Some say that the Sabbath was changed from the Seventh Day of the week to Sunday by the first century church. Some churches even say that the Ten Commandments including the fourth commandment were abolished after Jesus Christ died. I recently had a debate in my blog with someone who took this position. He said that Jesus Christ came to fulfill the law and that the Ten Commandments existed only until Jesus fulfilled them by obeying them, and then they were abolished.

I think the fourth commandment has a connection with faith that the other commandments do not have. In other words, it takes faith to understand the fourth commandment, especially for someone not raised in a Sabbath keeping tradition.

Faith includes believing what God says. Abraham excercised faith when he believed and obeyed what God told him (Romans 4:3, 9-12, 16-25, James 2:21-26, Genesis 15:4-6, Isaiah 51:1-2). Faith is actually part of God's spiritual law because Jesus said that faith is one of the weightier matters of the law (Matthew 23:23).

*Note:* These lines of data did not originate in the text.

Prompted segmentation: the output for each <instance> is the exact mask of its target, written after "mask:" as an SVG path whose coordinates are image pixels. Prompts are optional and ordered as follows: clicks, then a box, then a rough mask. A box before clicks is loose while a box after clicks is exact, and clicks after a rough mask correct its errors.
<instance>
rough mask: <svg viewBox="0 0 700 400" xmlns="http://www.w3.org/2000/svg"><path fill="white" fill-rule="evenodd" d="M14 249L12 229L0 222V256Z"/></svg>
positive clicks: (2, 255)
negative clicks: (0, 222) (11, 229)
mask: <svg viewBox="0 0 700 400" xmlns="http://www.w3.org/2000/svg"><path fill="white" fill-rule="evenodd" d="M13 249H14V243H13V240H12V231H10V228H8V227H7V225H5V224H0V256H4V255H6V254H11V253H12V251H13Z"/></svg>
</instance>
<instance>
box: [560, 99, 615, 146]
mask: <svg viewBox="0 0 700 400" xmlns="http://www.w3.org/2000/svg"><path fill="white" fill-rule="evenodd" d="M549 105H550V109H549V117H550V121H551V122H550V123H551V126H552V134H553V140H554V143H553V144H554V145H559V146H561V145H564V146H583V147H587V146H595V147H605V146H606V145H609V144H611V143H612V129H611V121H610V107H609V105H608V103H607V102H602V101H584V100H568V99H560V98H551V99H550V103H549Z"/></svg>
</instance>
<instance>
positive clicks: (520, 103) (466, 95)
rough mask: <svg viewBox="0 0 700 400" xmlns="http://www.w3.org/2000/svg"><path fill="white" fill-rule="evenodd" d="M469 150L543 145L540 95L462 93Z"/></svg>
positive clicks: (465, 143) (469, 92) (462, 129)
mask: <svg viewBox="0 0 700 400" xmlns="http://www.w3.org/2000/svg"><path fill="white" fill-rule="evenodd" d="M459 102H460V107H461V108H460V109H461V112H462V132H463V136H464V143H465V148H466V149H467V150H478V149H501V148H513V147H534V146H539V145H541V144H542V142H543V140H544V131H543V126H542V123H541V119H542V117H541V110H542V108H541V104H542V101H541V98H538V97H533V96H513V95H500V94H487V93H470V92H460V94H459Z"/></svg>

The connection between the Sabbath and faith is that we cannot know that we should keep the Sabbath without believing what God says, because it is only God's command that teaches us to rest on the Sabbath. This isn't something man can reason out on his own.

Anonymous said...

have you read "keeping the sabbath wholly" by marva dawn? excellent book study on the sabbath. gives a great understanding about what it means to have a day set apart for God in contemporary society.